La segunda observación reviste una índole también preventiva. Es verdad que la manipulación de los precios conlleva siempre cierto grado de abuso. Resultaría pueril, sin embargo, fulminar el mercadeo del arte porque no se ajusta a los principios de transparencia y fair play que rigen en otros sectores de la economía. En la medida en que está ligada a la estructura jerárquica del gusto, la manipulación de los precios es inevitable, y ha de ser aceptada, por tanto, como un hecho dado, no como una tragedia. La denuncia moralista y exasperada, la denuncia sin matices, sólo servirá para que nos enemistemos con el arte, de modo parecido a como el rechazo radical de determinadas prácticas democráticas –la pesca del voto, el sacrificio de la verdad al consenso, el oportunismo de los partidos– termina conduciendo a la invocación de formas políticas ideales y, en tanto que ideales, incompatibles con la democracia efectiva. No, esto no vale, esto es, todavía, demasiado rudimentario. Lo interesante reside no en si debe suprimirse la manipulación de los precios, sino en la cuestión más sutil, y también más exacta, de cuáles son los contextos en que los vendedores de arte, de paso que manipulan los precios, logran alterar, de añadidura e infaustamente, los propios criterios de excelencia artística. Enunciado lo mismo con más desparpajo: ¿cuándo se vuelve el dinero contra el arte?

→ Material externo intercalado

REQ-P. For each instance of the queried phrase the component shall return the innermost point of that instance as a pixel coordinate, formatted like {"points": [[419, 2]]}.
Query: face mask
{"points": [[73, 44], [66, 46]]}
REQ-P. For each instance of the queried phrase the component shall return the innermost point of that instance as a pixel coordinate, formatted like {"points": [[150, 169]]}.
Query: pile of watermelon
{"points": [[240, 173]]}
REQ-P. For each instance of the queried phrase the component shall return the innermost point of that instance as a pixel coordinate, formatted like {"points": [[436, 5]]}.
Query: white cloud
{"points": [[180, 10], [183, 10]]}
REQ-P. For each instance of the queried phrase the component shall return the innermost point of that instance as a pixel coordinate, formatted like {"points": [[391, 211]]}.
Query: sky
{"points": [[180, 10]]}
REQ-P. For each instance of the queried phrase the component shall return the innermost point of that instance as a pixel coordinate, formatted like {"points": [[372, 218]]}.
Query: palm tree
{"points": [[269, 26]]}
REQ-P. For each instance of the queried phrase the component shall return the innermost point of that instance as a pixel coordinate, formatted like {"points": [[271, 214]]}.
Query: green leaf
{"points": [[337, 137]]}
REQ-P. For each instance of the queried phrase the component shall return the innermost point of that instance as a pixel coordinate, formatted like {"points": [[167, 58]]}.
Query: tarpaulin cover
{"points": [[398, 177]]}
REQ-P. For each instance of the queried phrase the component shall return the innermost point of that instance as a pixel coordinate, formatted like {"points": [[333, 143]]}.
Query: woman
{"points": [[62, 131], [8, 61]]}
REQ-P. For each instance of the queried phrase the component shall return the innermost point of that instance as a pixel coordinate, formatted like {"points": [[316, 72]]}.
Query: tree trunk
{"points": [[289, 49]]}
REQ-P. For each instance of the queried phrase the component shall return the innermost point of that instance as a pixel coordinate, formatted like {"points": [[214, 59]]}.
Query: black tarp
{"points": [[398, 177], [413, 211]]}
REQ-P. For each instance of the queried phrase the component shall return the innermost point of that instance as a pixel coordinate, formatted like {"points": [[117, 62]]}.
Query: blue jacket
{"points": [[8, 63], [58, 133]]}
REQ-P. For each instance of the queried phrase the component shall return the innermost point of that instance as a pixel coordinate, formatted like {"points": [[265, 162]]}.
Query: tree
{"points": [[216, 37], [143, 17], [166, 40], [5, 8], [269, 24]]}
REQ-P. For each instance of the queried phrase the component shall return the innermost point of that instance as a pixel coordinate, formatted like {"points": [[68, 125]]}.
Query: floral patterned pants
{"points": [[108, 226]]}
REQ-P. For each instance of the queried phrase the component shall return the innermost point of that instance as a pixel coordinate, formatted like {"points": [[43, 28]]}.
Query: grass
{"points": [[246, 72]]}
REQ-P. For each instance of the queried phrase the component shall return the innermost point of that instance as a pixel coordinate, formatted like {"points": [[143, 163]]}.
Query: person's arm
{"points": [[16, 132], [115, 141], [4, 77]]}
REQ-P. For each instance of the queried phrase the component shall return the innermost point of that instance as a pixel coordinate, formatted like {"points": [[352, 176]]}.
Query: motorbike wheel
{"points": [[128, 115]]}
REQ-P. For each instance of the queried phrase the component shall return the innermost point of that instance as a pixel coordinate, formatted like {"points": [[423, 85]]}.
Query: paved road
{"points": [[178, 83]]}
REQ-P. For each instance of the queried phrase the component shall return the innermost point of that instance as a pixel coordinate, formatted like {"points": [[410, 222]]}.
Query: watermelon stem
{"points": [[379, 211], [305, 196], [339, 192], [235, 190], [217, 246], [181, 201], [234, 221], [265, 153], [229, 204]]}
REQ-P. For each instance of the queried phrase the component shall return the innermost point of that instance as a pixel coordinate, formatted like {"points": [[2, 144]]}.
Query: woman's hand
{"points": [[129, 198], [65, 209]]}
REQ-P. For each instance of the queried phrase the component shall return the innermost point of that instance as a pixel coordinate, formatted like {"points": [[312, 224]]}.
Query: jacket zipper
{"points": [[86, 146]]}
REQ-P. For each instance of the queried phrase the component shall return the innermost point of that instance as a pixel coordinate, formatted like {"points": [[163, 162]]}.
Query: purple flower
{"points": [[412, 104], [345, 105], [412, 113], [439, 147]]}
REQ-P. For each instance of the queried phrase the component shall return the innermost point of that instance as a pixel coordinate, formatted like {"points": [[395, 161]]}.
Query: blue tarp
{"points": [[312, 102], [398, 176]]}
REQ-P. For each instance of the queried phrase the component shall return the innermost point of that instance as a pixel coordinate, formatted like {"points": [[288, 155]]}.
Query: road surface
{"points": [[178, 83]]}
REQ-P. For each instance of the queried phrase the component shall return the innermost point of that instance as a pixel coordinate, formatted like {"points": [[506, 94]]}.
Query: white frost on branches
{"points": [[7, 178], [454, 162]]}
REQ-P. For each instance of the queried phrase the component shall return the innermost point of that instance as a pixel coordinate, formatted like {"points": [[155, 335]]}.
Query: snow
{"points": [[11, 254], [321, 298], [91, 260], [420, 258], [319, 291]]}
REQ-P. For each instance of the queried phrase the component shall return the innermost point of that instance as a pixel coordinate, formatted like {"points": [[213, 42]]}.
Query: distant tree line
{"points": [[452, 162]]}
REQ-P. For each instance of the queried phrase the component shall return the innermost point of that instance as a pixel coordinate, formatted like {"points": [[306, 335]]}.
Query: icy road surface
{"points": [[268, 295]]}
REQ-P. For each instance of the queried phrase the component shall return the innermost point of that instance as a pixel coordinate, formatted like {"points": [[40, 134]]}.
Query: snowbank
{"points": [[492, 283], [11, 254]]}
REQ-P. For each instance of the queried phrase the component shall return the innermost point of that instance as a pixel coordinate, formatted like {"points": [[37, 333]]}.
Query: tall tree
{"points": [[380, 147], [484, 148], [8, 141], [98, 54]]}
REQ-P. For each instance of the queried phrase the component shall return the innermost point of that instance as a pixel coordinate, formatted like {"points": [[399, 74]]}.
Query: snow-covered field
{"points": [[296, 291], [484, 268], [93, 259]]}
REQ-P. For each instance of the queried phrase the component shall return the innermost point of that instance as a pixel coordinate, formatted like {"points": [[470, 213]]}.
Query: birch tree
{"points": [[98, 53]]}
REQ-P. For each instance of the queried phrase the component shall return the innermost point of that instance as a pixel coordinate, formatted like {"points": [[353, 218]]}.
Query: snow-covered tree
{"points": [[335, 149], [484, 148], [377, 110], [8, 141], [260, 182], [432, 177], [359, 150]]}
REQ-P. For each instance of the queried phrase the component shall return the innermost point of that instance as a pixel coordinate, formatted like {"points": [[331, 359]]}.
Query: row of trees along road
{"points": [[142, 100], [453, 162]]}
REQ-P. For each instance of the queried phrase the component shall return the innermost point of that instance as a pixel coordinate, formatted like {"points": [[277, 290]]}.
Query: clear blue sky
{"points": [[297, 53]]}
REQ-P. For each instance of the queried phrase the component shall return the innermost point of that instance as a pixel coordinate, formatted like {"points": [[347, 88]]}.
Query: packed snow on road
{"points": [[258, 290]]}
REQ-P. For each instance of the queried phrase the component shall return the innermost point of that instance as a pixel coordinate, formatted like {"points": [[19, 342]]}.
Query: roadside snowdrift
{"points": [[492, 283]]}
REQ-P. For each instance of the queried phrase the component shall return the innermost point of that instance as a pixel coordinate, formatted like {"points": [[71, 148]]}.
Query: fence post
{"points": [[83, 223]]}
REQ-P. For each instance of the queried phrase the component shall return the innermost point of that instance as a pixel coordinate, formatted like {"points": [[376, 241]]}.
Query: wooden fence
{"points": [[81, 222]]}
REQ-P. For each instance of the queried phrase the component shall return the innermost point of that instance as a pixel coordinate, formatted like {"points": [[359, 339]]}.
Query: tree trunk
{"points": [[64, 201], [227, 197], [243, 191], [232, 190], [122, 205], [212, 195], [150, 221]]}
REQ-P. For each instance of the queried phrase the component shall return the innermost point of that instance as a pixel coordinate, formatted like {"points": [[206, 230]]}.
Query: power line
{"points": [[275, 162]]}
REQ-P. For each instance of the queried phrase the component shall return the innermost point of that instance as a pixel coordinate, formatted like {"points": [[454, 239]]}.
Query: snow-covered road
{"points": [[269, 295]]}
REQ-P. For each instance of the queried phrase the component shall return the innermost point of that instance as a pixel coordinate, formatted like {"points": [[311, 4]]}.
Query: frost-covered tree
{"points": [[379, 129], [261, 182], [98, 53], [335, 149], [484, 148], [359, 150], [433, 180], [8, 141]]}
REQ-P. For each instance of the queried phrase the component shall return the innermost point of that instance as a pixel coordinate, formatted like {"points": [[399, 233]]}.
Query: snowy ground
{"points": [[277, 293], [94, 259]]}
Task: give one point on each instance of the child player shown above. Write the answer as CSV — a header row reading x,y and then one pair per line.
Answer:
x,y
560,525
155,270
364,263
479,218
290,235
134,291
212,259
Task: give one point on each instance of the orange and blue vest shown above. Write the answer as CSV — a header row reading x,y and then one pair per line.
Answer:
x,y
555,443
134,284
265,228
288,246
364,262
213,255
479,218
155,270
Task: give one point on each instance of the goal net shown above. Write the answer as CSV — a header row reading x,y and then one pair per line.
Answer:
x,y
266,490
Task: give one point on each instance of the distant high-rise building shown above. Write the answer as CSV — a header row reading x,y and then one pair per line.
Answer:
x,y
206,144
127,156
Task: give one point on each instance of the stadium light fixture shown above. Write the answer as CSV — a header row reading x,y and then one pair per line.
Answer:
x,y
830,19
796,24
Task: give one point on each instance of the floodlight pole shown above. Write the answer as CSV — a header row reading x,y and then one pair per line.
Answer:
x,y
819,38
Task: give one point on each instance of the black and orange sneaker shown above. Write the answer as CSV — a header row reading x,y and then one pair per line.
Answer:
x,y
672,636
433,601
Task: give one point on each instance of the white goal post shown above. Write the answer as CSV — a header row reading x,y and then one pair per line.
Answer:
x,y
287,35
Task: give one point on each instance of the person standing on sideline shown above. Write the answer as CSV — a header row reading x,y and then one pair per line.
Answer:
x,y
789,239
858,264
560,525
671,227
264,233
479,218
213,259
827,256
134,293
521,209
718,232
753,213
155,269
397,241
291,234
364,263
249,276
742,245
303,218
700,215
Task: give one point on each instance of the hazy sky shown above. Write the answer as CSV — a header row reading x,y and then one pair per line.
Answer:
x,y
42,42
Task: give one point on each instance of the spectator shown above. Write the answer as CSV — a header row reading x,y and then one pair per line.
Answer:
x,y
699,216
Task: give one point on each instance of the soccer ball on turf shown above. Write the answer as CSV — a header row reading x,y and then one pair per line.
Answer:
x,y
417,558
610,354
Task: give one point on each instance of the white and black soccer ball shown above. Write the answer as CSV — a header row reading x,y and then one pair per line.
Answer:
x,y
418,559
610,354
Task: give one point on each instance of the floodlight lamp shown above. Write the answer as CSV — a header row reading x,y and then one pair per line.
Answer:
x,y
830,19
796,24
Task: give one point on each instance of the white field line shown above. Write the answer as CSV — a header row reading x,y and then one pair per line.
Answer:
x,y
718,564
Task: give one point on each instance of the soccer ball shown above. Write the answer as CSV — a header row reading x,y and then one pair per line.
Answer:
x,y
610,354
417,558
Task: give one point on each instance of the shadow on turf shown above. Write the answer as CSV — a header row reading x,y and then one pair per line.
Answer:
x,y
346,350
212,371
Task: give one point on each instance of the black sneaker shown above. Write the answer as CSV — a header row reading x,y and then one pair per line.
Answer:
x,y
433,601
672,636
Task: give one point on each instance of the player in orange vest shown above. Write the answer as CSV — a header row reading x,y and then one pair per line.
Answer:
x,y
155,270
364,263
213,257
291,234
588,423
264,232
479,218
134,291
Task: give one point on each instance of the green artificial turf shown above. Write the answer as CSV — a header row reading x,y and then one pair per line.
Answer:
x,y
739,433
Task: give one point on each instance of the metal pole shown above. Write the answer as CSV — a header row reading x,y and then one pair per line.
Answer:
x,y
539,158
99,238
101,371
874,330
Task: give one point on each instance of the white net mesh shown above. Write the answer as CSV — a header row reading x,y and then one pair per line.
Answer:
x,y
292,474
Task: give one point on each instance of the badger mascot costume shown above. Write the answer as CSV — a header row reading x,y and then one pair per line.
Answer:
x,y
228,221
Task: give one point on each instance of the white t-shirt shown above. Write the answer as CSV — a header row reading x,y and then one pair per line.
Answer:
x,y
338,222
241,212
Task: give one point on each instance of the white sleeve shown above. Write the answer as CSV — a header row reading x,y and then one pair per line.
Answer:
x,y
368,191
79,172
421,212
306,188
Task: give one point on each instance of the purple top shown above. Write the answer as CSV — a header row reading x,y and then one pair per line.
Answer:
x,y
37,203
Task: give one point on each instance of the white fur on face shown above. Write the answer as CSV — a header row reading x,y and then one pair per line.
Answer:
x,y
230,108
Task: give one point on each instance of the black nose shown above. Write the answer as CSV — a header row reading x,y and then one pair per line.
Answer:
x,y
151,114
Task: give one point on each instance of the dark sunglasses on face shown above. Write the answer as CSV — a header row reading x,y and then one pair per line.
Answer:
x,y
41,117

La pregunta tiene sentido en sí misma y desde un punto de vista sociológico e histórico. En las épocas de relativa estabilidad estética, o estabilidad en el campo del gusto, los artistas han operado disciplinados por dos referentes. Han sabido, aproximadamente, en qué consistía pintar bien, y han confiado en tener éxito, económico también, si pintaban bien antes que mal. Podemos representarnos el proceso en términos ondulatorios: un tren de ondas –el dinero– se superpone a otro tren de ondas –el gusto dominante, y en gran medida, heredado–. Los trenes de ondas entran en interferencia, y ésta propende a ser constructiva antes que destructiva. La armonía, o relativa armonía, entre praxis artística y dinero se ha visto interrumpida cada cierto tiempo por revoluciones en la esfera del gusto. Siempre han existido etapas de cambio, indecisión y volatilidad de los conceptos. Es decir, de crisis. Pero no todas las crisis son iguales. Las excepcionales por su duración e intensidad pueden mudar la naturaleza misma de la cosa, de modo semejante a como una presión enorme, aplicada a una sustancia material, provoca la transformación de ésta en una sustancia nueva.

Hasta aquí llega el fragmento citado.